Commenter largement des grands succès commerciaux est certes nécessaire, car le public a souvent raison.
Si le n°1 de Jeune Cinéma le fait peu, c’est seulement parce que la période d’août et septembre, en laquelle il a été établi, n’est pas riche en sensations.
Mais il faut aussi vouloir remonter le courant.
À défaut de grandes "sorties" publiques, le début d’été nous a apporté, en grand nombre, des films de qualité et de risque - précisément parce que la situation actuelle de l’industrie cinématographique ne lui permet guère de prendre, en dehors de la morte saison, les risques qu’appellent le Freud de Huston, Le Terroriste de De Bosio, ou le Samson de Wajda.
Notre rôle peut être de l’aider à risquer, notre pari de réduire ses risques.
Pour la même raison, certains films de même niveau n’arrivent au public français que par la porte étroite des ciné-clubs et la critique n’en parle guère.
Pourtant la sortie, au début de cette saison, des Charmeurs innocents de Wajda, de L’Accusé de Kadar (primé à Karlovy Vary), la réapparition, en France, de African Queen de Huston, peuvent paraître aussi importantes que bon nombre de sorties commerciales.
Et cela bien que ces films, pris en charge par la Fédération Jean-Vigo, aient leur carrière pour l’instant limitée aux ciné-clubs.
Si certaines œuvres n’ont pas la chance de la grande exploitation commerciale, il nous paraît d’autant plus important d’en parler pour renverser la chance.
Agir ainsi, c’est sans doute, dans le choix nécessaire entre "être" et "faire", accepter certaines servitudes de l’efficacité, sacrifier au bonheur de peser - tant soit peu - sur les réalités, les joies d’une délectation éclectique.
Le problème se pose au-delà de la critique, et, par exemple, au "mouvement ciné-club".
C’est là précisément ce qui nous donne le courage de parier : si l’enjeu est plus grand, la mise aussi est plus forte, et d’autres partenaires viendront.
Car cette revue veut être et demeurer celle d’une Fédération de ciné-clubs.
Des ciné-clubs sans revue, c’est une action limitée à un horizon étroit.
Entre le moyen d’expression le plus moderne - le film -, et le moyen d’expression le plus antique - la transmission orale -, un chaînon manque alors.

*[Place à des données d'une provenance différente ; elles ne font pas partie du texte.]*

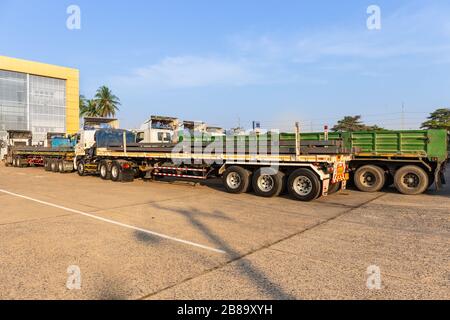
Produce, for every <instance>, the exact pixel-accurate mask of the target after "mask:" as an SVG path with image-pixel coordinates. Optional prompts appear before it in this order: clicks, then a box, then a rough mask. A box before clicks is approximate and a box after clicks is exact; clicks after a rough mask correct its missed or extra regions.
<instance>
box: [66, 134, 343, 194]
mask: <svg viewBox="0 0 450 320" xmlns="http://www.w3.org/2000/svg"><path fill="white" fill-rule="evenodd" d="M123 141H124V143H123V144H121V145H114V146H103V147H98V146H94V147H91V148H88V149H84V148H82V147H79V148H76V152H75V158H74V167H75V168H76V170H77V172H78V174H79V175H80V176H85V175H88V174H94V175H99V176H100V177H101V178H102V179H105V180H109V179H111V180H112V181H121V182H130V181H133V180H134V179H135V178H137V177H142V178H146V179H157V178H160V177H174V178H187V179H198V180H206V179H210V178H222V181H223V184H224V186H225V189H226V190H227V191H228V192H230V193H235V194H238V193H244V192H248V191H250V190H251V189H252V190H253V191H254V192H255V193H256V194H257V195H259V196H262V197H274V196H278V195H279V194H280V193H281V192H282V191H283V190H284V189H287V191H288V192H289V193H290V194H291V195H292V196H293V197H294V198H296V199H297V200H300V201H312V200H314V199H317V198H319V197H321V196H326V195H328V194H330V193H334V192H336V191H338V190H339V189H345V187H346V182H347V180H348V179H349V175H348V163H349V161H350V160H351V155H350V154H347V153H342V154H338V153H334V154H308V155H302V154H301V153H300V151H301V146H300V143H298V148H297V149H298V151H299V152H297V153H295V154H277V153H276V152H273V151H274V150H270V152H267V153H263V152H261V151H262V150H259V149H257V151H256V152H254V153H253V152H250V151H248V150H247V151H243V152H239V150H236V146H233V148H232V150H229V152H226V149H224V150H225V152H223V150H216V149H214V148H212V147H211V146H205V145H201V146H197V147H198V149H197V150H195V146H193V145H191V144H188V145H186V144H184V145H183V144H177V145H172V144H148V145H145V144H135V143H131V144H130V143H127V142H126V138H125V135H124V139H123ZM298 142H300V141H298ZM331 144H332V145H336V143H331ZM319 145H320V146H322V147H323V145H324V144H323V143H319ZM272 146H273V145H271V146H270V147H272ZM320 146H319V147H320ZM215 147H217V146H215ZM238 149H239V148H238ZM269 149H270V148H269ZM194 151H196V152H194ZM322 151H323V150H322ZM316 152H319V151H316Z"/></svg>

Comment défendre des idées ou des méthodes auxquelles on croit, si seul le public d’une salle en a connaissance ?
Comment faire connaître des films mis en circulation si on n’a pas les moyens de faire savoir d’abord leur existence ?
Mais d’autre part, une revue seule, avec des lecteurs de passage, cela signifie l’action continue impossible.

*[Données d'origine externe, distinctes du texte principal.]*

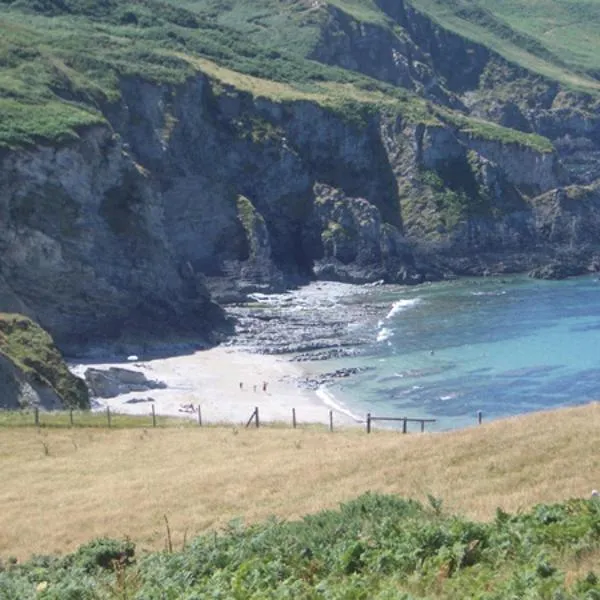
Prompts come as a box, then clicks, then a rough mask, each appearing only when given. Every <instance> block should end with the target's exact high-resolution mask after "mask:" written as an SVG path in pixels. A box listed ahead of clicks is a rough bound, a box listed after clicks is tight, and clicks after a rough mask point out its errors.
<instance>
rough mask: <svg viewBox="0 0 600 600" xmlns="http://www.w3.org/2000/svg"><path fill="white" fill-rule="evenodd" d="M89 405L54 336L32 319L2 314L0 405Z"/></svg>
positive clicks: (0, 337) (84, 387) (79, 380)
mask: <svg viewBox="0 0 600 600" xmlns="http://www.w3.org/2000/svg"><path fill="white" fill-rule="evenodd" d="M34 406H35V407H41V408H44V409H56V408H63V409H64V408H89V396H88V392H87V389H86V386H85V383H84V382H83V380H81V379H79V378H78V377H75V376H74V375H73V374H72V373H70V371H69V369H68V368H67V365H66V364H65V362H64V361H63V359H62V357H61V355H60V353H59V351H58V350H57V348H56V347H55V345H54V343H53V341H52V338H51V337H50V336H49V335H48V333H47V332H45V331H44V330H43V329H41V328H40V327H39V326H38V325H37V324H36V323H34V322H33V321H31V320H30V319H28V318H26V317H24V316H22V315H17V314H0V408H5V409H17V408H27V407H34Z"/></svg>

Revue et ciné-clubs associés peuvent posséder la force de frappe nécessaire à la bataille pour le film.
Or le ciné-club, c’est le dialogue sur le cinéma - un dialogue qui affleure souvent dans les pages de cette revue. À cette confrontation de spectateurs actifs, entre eux et avec l’œuvre, le caprice et la mode peuvent difficilement résister.
Mais surtout les ciné-clubs héritent d’une tradition d’action pour le film - celle de Moussinac, celle de Jean Vigo, même trop oubliée aujourd’hui.
Elle est prête à renaître. Elle renaîtra.
Si la Fédération des ciné-clubs de jeunes, qui se place désormais sous le patronage de Jean Vigo, en fait le pari, c’est sans doute parce qu’elle croit sentir derrière elle, une jeunesse plus consciente du cinéma, et plus consciente tout court que ne l’a été la génération précédente.
Jean Delmas
Jeune Cinéma, n°1, septembre-octobre 1964
1. Gianfranco De Bosio (né en 1924). La critique de son premier film, Le Terroriste (Il terrorista), sorti en 1963, figure au sommaire du n°1 de Jeune Cinéma.